Manchmal, wenn ich morgens meinen Espresso trinke und gedanklich schon wieder in drei Projekten gleichzeitig feststecke (Multitasking nennt man das bei Beratern, bei anderen ist es einfach Überforderung), stolpere ich über ein besonders beliebtes Management-Wort: „Wir müssen die Mitarbeitenden mitnehmen.“
Mitnehmen! Wohin denn bitte? In den Strategie-Retreat nach Bad Wildungen? Zum Change-Prozess, der schon beim Namen wie ein Magen-Darm-Virus klingt? Oder einfach nur runter in den Keller, wo die ehrliche Kommunikation seit 2012 eingeschlossen liegt?
Ich sag’s mal Klartext – natürlich:
Mitarbeitende sind keine Koffer.
Man kann sie nicht packen, rollen und bei Bedarf einfach irgendwo abstellen. Sie sind auch keine Reisenden, die sich artig in den Bus setzen, den der neue Bereichsleiter visionär in Richtung „Zukunftsfähigkeit“ steuert. Sie sind Menschen. Mit eigenem Kopf. Eigenen Ideen. Und manchmal auch mit sehr berechtigten Zweifeln.
Neulich in einem Unternehmen im Landkreis Marburg-Biedenkopf, sagen wir mal: der Irrenanstalt GmbH, sagt der Geschäftsführer zu mir beim Mittagessen (kalte Frikadelle, lauwarmer Change-Prozess):
„Wir müssen die Leute jetzt alle mitnehmen. Sonst wird das nix.“
Ich habe kurz überlegt, ob ich ihm erklären soll, dass die Leute gar nicht mitgenommen werden wollen – jedenfalls nicht im Sinne von: schweigend nicken und brav in den Change-Bus einsteigen.

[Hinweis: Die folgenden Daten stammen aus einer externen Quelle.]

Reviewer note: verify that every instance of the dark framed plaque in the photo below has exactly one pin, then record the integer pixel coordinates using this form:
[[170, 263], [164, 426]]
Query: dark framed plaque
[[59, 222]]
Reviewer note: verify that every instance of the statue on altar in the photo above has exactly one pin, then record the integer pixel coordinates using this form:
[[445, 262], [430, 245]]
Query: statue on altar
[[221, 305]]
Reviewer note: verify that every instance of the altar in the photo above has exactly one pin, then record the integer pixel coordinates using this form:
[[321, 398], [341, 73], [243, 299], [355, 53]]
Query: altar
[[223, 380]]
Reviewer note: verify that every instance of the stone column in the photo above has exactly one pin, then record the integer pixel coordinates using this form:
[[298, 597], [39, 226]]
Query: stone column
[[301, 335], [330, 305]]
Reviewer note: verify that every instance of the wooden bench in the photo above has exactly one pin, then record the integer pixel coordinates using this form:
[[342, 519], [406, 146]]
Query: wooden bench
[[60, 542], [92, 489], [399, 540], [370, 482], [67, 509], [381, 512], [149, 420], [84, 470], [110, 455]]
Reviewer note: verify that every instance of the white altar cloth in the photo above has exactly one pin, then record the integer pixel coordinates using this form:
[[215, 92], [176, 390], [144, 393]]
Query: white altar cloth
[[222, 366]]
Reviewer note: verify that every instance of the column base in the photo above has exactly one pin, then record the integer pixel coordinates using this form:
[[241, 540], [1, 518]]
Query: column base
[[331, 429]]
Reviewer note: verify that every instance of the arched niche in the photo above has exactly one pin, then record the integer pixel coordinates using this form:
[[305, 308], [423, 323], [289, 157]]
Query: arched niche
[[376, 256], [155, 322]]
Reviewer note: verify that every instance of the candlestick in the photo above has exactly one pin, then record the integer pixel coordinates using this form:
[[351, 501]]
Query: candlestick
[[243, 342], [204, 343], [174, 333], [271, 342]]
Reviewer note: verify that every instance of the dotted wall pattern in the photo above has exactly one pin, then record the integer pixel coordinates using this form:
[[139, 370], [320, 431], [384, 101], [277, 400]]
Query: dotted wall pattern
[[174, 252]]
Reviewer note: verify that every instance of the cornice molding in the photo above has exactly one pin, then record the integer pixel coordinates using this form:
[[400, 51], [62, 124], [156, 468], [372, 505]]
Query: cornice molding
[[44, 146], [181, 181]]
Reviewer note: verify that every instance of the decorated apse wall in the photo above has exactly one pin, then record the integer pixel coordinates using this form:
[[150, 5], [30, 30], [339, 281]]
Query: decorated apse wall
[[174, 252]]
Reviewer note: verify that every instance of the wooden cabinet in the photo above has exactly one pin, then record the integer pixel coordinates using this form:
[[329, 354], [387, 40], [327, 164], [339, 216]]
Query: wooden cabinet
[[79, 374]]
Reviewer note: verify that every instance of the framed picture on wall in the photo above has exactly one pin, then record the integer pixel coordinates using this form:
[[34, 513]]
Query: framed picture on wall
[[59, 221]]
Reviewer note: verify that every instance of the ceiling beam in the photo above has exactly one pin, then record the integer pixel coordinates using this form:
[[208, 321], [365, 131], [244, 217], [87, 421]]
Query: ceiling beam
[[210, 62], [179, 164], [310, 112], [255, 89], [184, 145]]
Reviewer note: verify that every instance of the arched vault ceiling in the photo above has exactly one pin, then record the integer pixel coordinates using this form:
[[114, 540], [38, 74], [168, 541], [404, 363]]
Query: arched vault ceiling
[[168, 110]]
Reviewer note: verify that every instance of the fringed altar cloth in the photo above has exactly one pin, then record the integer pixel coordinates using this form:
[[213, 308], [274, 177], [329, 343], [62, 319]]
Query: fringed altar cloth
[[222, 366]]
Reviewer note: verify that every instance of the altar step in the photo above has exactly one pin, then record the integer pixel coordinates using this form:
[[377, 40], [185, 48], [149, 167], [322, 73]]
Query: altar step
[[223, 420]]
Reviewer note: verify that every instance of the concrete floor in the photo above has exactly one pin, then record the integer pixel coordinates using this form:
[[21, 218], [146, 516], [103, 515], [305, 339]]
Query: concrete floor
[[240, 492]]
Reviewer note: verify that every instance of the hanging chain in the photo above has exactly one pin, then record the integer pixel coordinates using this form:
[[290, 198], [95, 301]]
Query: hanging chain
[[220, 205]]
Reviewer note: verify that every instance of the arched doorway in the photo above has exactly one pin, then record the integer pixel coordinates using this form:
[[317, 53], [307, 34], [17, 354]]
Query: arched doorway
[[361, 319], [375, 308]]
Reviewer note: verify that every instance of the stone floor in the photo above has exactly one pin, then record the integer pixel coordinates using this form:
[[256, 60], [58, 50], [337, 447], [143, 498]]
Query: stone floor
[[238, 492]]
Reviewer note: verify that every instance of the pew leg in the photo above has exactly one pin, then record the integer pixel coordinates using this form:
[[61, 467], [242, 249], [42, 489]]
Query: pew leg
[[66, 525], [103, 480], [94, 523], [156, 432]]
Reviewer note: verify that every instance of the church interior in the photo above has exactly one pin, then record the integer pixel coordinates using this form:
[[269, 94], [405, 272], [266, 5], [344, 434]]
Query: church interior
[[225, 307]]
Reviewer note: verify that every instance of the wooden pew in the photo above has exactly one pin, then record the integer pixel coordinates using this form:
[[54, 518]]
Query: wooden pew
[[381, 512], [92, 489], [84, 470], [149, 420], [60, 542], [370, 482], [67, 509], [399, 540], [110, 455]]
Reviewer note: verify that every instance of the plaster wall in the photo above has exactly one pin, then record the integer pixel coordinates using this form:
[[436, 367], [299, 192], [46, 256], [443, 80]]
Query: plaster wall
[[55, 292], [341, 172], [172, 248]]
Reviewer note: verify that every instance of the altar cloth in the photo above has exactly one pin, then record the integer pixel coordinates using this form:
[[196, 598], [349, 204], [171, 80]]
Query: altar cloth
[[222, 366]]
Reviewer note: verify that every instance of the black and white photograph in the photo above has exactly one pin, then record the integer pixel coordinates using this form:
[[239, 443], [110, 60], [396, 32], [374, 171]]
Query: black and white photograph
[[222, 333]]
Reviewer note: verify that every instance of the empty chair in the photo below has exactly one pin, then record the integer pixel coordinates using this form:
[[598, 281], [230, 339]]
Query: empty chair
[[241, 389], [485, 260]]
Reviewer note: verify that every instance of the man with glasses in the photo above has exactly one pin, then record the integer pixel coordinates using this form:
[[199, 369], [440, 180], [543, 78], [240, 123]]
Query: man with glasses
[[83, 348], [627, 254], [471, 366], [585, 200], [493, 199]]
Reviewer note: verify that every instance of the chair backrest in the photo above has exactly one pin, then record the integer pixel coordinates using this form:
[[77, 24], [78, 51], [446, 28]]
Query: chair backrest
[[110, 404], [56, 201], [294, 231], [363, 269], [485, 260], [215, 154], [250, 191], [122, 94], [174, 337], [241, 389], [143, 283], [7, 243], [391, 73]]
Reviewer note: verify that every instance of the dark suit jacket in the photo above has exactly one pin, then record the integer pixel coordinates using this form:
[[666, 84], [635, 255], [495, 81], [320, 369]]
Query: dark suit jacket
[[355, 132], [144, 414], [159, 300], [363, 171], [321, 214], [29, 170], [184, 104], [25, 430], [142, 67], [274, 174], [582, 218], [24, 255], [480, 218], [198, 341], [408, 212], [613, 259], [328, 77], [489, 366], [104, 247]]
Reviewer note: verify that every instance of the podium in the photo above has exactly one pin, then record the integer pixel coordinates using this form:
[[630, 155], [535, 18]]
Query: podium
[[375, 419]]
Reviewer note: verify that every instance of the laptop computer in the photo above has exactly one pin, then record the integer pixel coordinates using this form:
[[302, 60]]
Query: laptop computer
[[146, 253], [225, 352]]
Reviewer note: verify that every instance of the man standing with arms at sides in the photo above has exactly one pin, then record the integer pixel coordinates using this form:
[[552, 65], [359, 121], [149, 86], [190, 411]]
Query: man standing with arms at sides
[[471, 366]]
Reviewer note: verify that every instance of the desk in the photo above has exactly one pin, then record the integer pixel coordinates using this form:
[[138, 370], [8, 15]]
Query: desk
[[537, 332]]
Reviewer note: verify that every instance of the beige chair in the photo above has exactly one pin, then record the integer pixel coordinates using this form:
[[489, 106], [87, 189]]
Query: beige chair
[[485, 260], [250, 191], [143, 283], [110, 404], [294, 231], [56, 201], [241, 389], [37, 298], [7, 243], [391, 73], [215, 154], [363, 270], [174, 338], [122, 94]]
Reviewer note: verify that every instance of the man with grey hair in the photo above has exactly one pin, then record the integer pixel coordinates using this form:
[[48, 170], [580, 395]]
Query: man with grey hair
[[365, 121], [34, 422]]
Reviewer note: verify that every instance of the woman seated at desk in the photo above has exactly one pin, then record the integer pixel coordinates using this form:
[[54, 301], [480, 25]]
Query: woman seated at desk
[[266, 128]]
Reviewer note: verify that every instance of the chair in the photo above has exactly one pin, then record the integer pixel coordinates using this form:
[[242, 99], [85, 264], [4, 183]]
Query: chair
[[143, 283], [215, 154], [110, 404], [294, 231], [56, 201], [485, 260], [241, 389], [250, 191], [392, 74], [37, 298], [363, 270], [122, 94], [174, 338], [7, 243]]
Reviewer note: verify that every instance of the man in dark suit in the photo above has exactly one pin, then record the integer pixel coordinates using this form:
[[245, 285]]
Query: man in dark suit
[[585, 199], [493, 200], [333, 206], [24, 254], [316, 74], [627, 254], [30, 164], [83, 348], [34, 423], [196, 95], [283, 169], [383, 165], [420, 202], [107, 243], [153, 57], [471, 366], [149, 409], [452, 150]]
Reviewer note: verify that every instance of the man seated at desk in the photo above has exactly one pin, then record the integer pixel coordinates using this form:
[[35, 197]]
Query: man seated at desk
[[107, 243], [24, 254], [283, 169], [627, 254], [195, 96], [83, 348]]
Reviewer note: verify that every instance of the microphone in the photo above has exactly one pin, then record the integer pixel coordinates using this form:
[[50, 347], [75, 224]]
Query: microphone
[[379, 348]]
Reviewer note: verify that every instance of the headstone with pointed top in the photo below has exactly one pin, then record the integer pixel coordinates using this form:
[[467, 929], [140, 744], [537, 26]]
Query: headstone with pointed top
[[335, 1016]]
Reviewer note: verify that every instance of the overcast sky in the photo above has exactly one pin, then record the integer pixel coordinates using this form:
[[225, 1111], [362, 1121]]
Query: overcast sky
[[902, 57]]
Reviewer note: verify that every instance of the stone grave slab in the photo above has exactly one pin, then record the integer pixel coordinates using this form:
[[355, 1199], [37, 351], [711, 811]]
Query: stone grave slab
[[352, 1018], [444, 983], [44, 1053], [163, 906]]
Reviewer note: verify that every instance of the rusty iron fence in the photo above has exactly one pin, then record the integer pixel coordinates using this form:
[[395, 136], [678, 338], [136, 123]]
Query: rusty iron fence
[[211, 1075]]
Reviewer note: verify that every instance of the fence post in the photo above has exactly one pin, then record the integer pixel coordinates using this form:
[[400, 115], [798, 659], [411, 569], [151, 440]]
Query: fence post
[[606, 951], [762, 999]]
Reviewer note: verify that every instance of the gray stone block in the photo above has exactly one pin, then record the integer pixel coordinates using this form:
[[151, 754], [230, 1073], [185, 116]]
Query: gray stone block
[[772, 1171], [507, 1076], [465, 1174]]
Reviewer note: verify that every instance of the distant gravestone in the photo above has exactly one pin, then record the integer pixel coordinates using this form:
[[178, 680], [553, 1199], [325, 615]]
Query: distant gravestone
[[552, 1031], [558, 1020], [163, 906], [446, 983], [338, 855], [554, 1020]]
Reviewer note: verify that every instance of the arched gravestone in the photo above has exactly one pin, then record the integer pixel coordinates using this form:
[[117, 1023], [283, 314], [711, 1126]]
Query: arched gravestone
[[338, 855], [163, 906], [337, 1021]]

Stattdessen habe ich gefragt:
„Wohin wollen Sie denn fahren?“
Er starrte mich an, als hätte ich gerade „Beteiligung“ gesagt – ein Wort, das in manchen Führungsetagen ungefähr so beliebt ist wie „Steuerprüfung“.
Dann sagte er:
„Naja… Transformation, Innovation, Zukunft halt.“
Ich seufzte innerlich. Dann laut. Dann zeichnete ich auf ein Flipchart einen Bus – und daneben 90 kleine Strichmännchen mit verschränkten Armen.
Die Wahrheit ist:
Wenn Menschen nicht wissen, wohin, warum und was das mit ihnen zu tun hat, dann steigen sie nicht ein. Oder sie setzen sich hin, verschränken die Arme – und steigen an der nächsten Gelegenheit wieder aus. Oder schlimmer:
Sie bleiben an Bord und sabotieren still das Navi.
Was hilft?
🟦 Klartext. Warum genau tun wir das?
🟨 Echtes Zuhören. Nicht: Workshop-Kaffeekränzchen. Sondern: Fragen stellen. Antworten aushalten.
🟥 Verbindlichkeit. Wer fragt, muss mitreden lassen. Und das Ergebnis ernst nehmen.
🟩 Tempo anpassen. Nicht alle joggen gleich gern Richtung Zukunft.
Fazit:
„Mitarbeitende mitnehmen“ klingt gut. Ist aber der falsche Ansatz.
Besser: Menschen gewinnen.
Für ein Ziel. Für ein Thema. Und – ganz verrückt – vielleicht sogar füreinander.
Und falls Sie doch jemanden mitnehmen wollen:
Ich empfehle den Stadtbus in Marburg. Der hat einen klaren Fahrplan. Einen Fahrer mit Haltung. Und oft genug: Sitzplätze für alle.
Ihr
Dr. Johannes B. Klartext
Mittelstandsberater aus Marburg. Kein Busfahrer.